Introduction

Face recognition and detection is a well-studied field in terms of deep learning research. Finding the representation of human face through deep convolutional network is considered the state of art algorithm at the moment. For the purpose of this article, we are leveraging open source pre-trained deep learning models, mxnet-face for face detection and insightface for face recognition. The goal of this article is not to attain a benchmark level accuracy, but rather to demonstrate the flexibility to build deep learning powered application on the MapR data infrastructure and leverage NVIDIA GPUs.
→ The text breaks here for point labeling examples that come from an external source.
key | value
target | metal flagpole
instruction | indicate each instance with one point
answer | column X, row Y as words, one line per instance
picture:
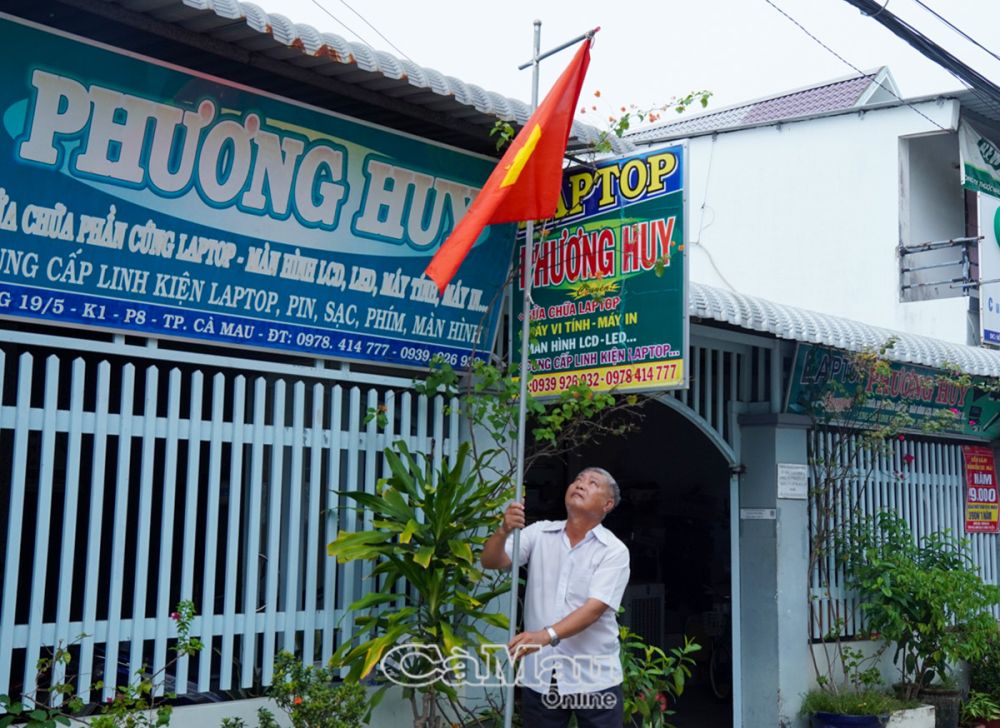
column 522, row 413
column 522, row 410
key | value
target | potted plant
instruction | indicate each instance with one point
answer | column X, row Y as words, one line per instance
column 984, row 677
column 849, row 709
column 924, row 597
column 652, row 679
column 980, row 710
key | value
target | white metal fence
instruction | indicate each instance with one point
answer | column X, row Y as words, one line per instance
column 137, row 477
column 921, row 480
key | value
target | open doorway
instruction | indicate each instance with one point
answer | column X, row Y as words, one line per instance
column 674, row 518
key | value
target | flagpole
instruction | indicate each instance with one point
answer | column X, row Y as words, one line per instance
column 522, row 410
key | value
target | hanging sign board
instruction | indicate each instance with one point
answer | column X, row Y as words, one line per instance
column 142, row 198
column 824, row 380
column 610, row 279
column 989, row 269
column 980, row 161
column 981, row 503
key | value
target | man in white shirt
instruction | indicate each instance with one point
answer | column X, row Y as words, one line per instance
column 577, row 573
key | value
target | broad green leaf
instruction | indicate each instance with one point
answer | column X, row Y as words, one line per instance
column 423, row 556
column 407, row 534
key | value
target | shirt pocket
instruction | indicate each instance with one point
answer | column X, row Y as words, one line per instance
column 578, row 589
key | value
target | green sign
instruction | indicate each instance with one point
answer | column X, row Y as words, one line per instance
column 824, row 380
column 609, row 279
column 980, row 161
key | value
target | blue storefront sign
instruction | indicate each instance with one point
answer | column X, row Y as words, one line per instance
column 142, row 198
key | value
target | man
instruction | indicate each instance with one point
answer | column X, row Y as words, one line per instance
column 577, row 572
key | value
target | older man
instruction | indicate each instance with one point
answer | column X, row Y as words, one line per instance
column 577, row 573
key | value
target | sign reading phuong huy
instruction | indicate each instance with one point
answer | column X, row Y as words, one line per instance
column 825, row 383
column 142, row 198
column 609, row 281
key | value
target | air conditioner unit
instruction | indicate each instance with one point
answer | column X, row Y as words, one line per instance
column 644, row 605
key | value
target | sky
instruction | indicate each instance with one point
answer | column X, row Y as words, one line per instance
column 648, row 52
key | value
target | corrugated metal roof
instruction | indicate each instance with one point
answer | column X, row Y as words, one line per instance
column 797, row 324
column 250, row 28
column 820, row 99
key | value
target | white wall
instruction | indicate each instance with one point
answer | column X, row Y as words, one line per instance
column 808, row 214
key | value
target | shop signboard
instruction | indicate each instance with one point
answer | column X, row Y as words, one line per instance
column 609, row 288
column 824, row 379
column 981, row 503
column 980, row 160
column 989, row 269
column 139, row 197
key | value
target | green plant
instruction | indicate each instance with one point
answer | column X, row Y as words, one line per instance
column 653, row 679
column 925, row 597
column 858, row 429
column 430, row 525
column 135, row 705
column 979, row 706
column 426, row 522
column 314, row 697
column 984, row 672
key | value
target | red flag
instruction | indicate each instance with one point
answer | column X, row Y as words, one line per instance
column 525, row 185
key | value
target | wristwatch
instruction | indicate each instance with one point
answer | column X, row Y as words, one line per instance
column 553, row 637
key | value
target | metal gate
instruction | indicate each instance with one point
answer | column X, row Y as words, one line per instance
column 139, row 476
column 921, row 480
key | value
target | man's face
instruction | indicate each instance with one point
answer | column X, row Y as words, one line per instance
column 590, row 493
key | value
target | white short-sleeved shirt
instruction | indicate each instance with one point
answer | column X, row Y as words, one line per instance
column 560, row 579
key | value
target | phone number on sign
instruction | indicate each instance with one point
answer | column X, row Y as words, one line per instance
column 604, row 379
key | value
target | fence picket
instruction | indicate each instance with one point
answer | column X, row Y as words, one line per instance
column 123, row 468
column 231, row 556
column 254, row 508
column 141, row 574
column 293, row 532
column 167, row 512
column 96, row 520
column 43, row 520
column 68, row 541
column 207, row 630
column 192, row 486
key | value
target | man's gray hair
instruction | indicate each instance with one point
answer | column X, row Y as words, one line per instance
column 616, row 492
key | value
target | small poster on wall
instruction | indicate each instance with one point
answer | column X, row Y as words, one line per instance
column 981, row 505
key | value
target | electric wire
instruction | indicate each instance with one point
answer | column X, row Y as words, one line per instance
column 955, row 28
column 379, row 32
column 340, row 22
column 979, row 86
column 701, row 221
column 851, row 65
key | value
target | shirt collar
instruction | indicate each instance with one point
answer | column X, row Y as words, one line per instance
column 600, row 532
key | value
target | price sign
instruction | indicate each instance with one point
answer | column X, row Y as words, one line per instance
column 981, row 503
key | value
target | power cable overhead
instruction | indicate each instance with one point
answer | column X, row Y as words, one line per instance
column 379, row 32
column 851, row 65
column 341, row 23
column 955, row 28
column 983, row 88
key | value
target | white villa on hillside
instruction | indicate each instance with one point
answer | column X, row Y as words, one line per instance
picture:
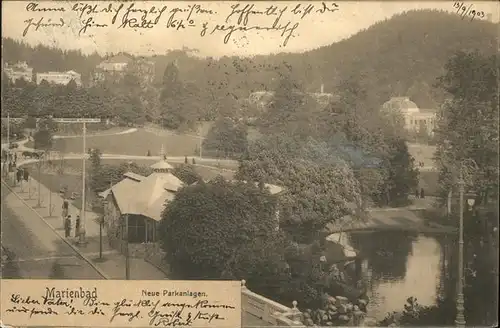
column 19, row 71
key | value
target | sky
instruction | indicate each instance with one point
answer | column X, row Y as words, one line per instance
column 314, row 30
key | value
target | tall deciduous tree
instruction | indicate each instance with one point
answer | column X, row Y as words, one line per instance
column 469, row 122
column 43, row 139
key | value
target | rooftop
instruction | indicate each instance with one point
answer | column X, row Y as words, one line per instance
column 403, row 104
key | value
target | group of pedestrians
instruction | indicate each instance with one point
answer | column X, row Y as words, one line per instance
column 68, row 224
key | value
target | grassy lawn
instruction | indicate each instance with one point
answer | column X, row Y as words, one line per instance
column 72, row 177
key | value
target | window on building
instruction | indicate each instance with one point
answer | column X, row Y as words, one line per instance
column 136, row 229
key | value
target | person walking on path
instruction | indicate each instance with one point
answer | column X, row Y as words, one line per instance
column 67, row 226
column 77, row 226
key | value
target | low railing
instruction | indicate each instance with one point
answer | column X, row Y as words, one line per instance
column 268, row 310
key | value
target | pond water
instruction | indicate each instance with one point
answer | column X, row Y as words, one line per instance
column 398, row 265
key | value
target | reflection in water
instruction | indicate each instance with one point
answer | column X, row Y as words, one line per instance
column 398, row 265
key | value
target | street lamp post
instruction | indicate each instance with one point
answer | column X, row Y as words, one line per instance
column 39, row 166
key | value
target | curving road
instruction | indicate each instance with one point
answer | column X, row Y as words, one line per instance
column 203, row 162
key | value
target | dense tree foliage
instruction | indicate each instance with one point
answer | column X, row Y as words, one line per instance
column 481, row 280
column 221, row 230
column 468, row 124
column 226, row 139
column 187, row 174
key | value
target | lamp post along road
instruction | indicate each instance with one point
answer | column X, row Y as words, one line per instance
column 84, row 121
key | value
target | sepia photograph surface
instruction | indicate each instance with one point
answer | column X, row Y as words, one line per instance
column 249, row 164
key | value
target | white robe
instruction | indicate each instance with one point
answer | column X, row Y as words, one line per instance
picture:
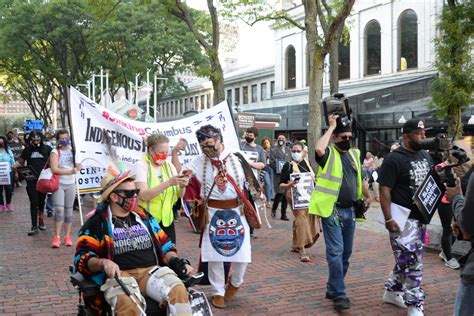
column 222, row 240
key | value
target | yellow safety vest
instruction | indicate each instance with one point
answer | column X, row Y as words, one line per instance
column 328, row 183
column 161, row 206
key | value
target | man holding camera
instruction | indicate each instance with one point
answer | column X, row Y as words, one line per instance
column 338, row 186
column 402, row 172
column 463, row 211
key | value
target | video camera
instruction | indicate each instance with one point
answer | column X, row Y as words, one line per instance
column 441, row 149
column 337, row 105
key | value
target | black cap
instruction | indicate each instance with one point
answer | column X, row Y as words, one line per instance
column 413, row 125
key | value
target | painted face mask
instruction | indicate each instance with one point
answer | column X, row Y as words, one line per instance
column 129, row 204
column 157, row 157
column 226, row 232
column 296, row 156
column 210, row 151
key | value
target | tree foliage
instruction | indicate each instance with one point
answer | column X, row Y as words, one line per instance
column 47, row 45
column 453, row 90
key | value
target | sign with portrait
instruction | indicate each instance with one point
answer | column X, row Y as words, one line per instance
column 301, row 193
column 5, row 178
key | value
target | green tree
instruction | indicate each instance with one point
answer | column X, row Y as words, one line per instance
column 46, row 38
column 321, row 41
column 208, row 38
column 140, row 36
column 453, row 90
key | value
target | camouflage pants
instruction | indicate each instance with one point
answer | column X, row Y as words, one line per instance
column 408, row 271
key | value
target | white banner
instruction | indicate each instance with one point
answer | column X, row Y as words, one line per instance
column 91, row 123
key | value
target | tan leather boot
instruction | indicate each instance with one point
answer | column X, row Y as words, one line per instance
column 230, row 292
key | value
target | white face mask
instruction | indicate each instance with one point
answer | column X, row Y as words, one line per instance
column 296, row 156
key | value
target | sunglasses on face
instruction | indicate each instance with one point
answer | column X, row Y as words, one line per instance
column 127, row 193
column 345, row 137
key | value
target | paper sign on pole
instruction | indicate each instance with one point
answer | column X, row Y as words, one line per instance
column 93, row 124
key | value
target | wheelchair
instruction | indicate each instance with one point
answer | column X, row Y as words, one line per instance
column 199, row 303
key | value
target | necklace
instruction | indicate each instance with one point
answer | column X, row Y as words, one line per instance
column 124, row 223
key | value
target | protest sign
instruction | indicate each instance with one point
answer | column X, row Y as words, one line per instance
column 100, row 134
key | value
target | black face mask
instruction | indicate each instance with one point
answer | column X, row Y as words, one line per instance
column 415, row 146
column 210, row 151
column 249, row 139
column 344, row 145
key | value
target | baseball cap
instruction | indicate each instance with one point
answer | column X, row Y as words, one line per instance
column 413, row 125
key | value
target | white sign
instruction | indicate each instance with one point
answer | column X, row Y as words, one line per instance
column 301, row 193
column 92, row 125
column 5, row 173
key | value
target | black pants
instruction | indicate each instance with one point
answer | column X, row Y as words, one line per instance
column 170, row 231
column 276, row 200
column 446, row 215
column 37, row 200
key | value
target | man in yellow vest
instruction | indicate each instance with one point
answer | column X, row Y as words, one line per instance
column 159, row 183
column 338, row 186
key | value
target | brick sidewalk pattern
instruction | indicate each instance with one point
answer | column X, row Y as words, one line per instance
column 34, row 277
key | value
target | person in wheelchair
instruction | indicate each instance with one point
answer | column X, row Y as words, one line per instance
column 123, row 240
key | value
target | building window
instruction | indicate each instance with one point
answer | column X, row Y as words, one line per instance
column 254, row 93
column 408, row 40
column 344, row 52
column 290, row 64
column 372, row 48
column 229, row 96
column 263, row 91
column 237, row 96
column 245, row 92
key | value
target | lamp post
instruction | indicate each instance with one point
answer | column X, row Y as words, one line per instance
column 155, row 97
column 402, row 119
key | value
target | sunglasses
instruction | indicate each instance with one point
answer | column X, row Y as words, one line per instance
column 345, row 137
column 127, row 193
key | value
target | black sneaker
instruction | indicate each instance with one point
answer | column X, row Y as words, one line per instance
column 341, row 303
column 34, row 231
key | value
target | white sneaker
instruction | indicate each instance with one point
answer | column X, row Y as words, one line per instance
column 443, row 256
column 453, row 264
column 395, row 298
column 415, row 310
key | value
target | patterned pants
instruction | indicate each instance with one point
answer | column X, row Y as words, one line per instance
column 408, row 271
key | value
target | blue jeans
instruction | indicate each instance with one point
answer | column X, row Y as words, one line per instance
column 464, row 304
column 339, row 237
column 268, row 183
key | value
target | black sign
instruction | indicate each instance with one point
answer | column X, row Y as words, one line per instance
column 27, row 173
column 429, row 194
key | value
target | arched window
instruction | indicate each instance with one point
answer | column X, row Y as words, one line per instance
column 372, row 48
column 344, row 52
column 290, row 62
column 408, row 40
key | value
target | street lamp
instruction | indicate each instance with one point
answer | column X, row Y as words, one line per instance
column 402, row 119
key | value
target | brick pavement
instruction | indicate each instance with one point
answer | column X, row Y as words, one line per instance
column 34, row 279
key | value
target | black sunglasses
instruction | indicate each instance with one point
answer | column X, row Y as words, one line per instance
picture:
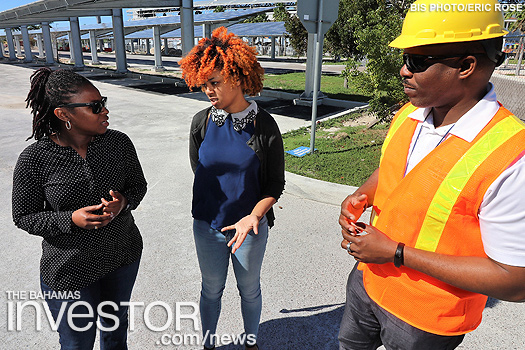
column 420, row 63
column 96, row 106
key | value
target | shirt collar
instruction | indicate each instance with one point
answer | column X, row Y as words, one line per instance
column 472, row 122
column 240, row 120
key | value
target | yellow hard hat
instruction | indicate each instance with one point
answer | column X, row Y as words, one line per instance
column 438, row 22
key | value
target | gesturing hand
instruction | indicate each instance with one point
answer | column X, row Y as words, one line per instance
column 86, row 219
column 351, row 210
column 115, row 206
column 370, row 245
column 242, row 228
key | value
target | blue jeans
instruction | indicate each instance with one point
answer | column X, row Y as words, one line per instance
column 115, row 287
column 214, row 256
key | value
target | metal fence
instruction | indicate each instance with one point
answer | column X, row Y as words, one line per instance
column 509, row 78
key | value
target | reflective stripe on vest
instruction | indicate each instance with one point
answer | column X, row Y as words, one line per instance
column 448, row 193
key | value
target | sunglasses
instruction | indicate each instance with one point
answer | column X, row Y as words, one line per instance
column 96, row 106
column 420, row 63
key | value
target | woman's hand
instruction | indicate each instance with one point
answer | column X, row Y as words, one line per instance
column 86, row 219
column 242, row 228
column 115, row 206
column 369, row 245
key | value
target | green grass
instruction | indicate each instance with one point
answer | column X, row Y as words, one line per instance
column 345, row 154
column 332, row 86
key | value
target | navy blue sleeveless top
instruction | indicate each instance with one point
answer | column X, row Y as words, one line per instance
column 226, row 186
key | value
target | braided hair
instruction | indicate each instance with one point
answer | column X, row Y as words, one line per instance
column 236, row 60
column 50, row 89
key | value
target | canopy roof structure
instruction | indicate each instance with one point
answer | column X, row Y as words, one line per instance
column 266, row 29
column 61, row 10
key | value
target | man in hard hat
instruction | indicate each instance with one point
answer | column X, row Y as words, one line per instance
column 448, row 198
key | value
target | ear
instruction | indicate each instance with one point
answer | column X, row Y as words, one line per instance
column 61, row 114
column 468, row 66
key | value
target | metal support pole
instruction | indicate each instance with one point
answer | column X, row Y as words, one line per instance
column 310, row 67
column 93, row 47
column 157, row 47
column 187, row 30
column 166, row 46
column 10, row 44
column 272, row 52
column 75, row 43
column 48, row 45
column 148, row 47
column 206, row 30
column 120, row 45
column 519, row 56
column 317, row 75
column 39, row 45
column 17, row 45
column 2, row 51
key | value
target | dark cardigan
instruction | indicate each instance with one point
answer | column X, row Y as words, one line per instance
column 267, row 144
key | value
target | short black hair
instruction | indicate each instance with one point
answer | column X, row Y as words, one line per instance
column 50, row 89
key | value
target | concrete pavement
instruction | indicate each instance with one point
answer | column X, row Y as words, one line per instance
column 304, row 272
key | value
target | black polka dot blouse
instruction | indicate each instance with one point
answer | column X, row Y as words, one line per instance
column 50, row 182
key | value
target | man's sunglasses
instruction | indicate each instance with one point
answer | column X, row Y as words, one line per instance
column 420, row 63
column 96, row 106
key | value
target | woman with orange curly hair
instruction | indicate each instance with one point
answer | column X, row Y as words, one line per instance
column 236, row 153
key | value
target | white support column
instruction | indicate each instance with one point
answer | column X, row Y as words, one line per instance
column 71, row 51
column 27, row 44
column 2, row 51
column 17, row 45
column 156, row 46
column 310, row 61
column 39, row 45
column 10, row 44
column 272, row 52
column 187, row 30
column 93, row 47
column 75, row 42
column 101, row 41
column 206, row 30
column 148, row 47
column 48, row 45
column 120, row 45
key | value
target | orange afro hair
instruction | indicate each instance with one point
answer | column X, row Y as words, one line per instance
column 229, row 54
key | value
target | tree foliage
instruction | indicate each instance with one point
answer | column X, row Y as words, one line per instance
column 297, row 33
column 375, row 25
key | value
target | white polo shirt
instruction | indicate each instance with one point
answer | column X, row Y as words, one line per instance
column 502, row 211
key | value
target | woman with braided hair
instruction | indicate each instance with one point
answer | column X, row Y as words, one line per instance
column 236, row 153
column 75, row 187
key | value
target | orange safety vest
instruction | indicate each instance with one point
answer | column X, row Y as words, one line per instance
column 435, row 208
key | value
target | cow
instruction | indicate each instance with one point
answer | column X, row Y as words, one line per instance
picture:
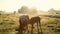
column 23, row 21
column 37, row 20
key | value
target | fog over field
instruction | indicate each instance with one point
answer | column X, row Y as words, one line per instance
column 46, row 11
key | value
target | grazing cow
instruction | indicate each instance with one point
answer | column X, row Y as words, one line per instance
column 23, row 20
column 34, row 20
Code could be cloned at MapR-Stream-MXNet-Face.

Walk through

The setup of this demo is around MapR edge cluster and client devices. We use laptop as a MapR client to feed the cluster with real time video feed and to consume the final output of the models. On the MapR cluster, we leverage MapR streams to provide scalable and reliable data infrastructure for sending video frames. On the edge of MapR cluster, we deploy a DGX box to read the original MapR streams with raw video, do inferencing and write to another processed MapR streams.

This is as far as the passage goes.